Heißt das für Sie, dass ein Text nur noch geöffnet zu denken ist?

Ein Text muss bedingungslos offen sein, ja.

Der Krieg hat sich ja schon in der Sprache eingenistet. Wir erleben eine immer größere Aufladung der Sprache mit Gewalt. Was kann Literatur dagegen ausrichten?  

Es ist wichtig, andere, gewaltferne Texte vorzulegen, um zumindest eine Gegenformulierung zu schaffen. Die Literatur ist am Ende die einzige Möglichkeit, Einspruch für das Leben gegen die Vernutzung der Person durch ihren Tod zu erheben. Heute ist es ganz offenkundig kein Problem für eine Person zu sagen, dann muss eben Krieg sein, womit sie die Körper von Abertausenden von jungen Männern preisgeben.

Sie haben dem Handbuch gegen den Krieg jetzt das Handbuch für die Liebe angeschlossen. Ich kenne ihren Einsatz innerhalb und außerhalb der Literatur als Feministin. Wie sehr denken Sie die Liebe aus feministischer Perspektive oder würden sie die Bezeichnung Feministin für sich gar nicht in Anspruch nehmen?

(Lacht laut.) Doch. In dem Handbuch versuche ich eine grundfeministische Anordnung. Mir geht es darum, den Kosmos der Pflege da, wo wir alle freundlich funktionieren und die Welt am Laufen halten, gegen den Kosmos des Öffentlichen in einem subversiven Vorgang in Stellung zu bringen. Jedes Zimmer, in dem Personen friedlich und freundlich beieinandersitzen und die Tür hinter sich zumachen, ist wie eine Zelle gegen die Kriegstreiberei im Kosmos des Öffentlichen. Wir müssen das nur deutlicher wahrnehmen. Liebe ist nämlich nicht das, was uns die katholische romantische Liebe vorgibt, die genitale Irgendwas-Verschmelzung in Machtverhältnissen, die nach dem Prinzip beschaffen sind: Er atmet, sie atmet in ihm. Liebe ist Tee kochen, das Kind sicher halten und für andere Leute sorgen. Für das Überleben der Welt und eine friedliche Bewältigung von Klimakrisen und sonstigen Ereignissen brauchen wir etwas, was ich eine Megapathie nenne. Das ist eine Sympathie, die zuerst die Nächsten erfasst und dann auch alle anderen Personen. Solidarität reicht da nicht.  
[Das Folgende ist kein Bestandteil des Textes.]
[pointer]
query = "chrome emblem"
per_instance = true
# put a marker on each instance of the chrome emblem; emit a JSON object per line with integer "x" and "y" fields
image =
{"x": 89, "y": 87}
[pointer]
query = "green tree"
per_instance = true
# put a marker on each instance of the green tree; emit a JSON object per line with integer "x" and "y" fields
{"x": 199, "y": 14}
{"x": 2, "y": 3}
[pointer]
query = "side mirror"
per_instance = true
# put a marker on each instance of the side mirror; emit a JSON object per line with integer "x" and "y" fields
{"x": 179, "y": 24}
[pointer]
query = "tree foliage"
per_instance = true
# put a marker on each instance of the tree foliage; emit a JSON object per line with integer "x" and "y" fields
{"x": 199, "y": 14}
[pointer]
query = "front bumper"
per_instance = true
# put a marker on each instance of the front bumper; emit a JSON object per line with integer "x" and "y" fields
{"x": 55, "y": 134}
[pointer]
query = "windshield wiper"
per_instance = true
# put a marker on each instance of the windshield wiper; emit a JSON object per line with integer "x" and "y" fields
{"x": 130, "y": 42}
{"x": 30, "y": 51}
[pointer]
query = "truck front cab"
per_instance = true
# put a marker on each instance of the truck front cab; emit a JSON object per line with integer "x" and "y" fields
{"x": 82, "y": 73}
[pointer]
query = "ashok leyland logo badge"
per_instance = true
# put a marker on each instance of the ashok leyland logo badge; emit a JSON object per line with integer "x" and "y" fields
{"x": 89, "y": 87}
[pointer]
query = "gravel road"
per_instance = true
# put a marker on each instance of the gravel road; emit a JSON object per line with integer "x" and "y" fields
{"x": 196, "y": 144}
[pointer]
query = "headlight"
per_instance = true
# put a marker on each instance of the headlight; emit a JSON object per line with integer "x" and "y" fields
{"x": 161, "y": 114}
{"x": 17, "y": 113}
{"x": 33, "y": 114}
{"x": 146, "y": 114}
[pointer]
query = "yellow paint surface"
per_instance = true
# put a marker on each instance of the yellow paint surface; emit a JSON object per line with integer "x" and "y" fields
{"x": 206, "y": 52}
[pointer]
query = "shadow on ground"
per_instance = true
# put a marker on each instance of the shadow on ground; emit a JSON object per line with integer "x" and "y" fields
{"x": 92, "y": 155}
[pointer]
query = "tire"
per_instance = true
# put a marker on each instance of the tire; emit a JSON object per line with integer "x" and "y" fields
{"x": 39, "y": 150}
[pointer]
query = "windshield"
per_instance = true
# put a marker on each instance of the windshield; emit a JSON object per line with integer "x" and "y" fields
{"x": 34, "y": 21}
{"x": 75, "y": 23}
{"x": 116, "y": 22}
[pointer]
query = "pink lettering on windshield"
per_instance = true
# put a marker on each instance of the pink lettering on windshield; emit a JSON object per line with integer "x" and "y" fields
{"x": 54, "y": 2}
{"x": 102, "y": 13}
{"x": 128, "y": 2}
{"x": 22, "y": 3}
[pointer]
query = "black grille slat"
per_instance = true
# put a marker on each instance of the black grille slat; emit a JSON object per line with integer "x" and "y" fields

Megapathie als gesteigerte Sympathie?

Mehr. Eine Einfühlung in die Existenz all der Personen, die eine Zuwendung brauchen.

Sie sprechen in beiden Handbüchern wiederholt vom Kosmos der Pflege und vom Kosmos des Öffentlichen. Warum verwenden Sie für das Öffentliche und das Private dieses Begriffspaar und wie stehen beide in der Sache zueinander?

Für mich als Feministin der 60er und 70er Jahre war die Einteilung eindeutig in Mann/Frau. Es waren eindeutige Zuordnungen möglich und auch die Personen waren so gemacht, so konstruiert. Mittlerweile sind wir alle andere. Die Gesetzgebungen haben aus den Frauen und den Männern etwas anderes gemacht. Wir leben in einer Welt, in der der Kosmos der Pflege und der Kosmos des Öffentlichen in den Personen verhandelt wird. Work-Life-Balance ist ein Beispiel dafür. Die Geschlechtertrennung ist sinnlos geworden, sondern es geht darum, wie steht eine Person zu den Aufgaben der Pflege und der Liebe und wie steht eine Person zu den Anforderungen des Öffentlichen…

…ein und dieselbe Person?

Ein und dieselbe Person, weil es mitten durch die Personen geht. Es geht nicht mehr nach Geschlecht, sondern den Lebensentscheidungen, die Personen mittlerweile treffen.

Die Entscheidungen richten sich nach den Welten, in denen sie agieren?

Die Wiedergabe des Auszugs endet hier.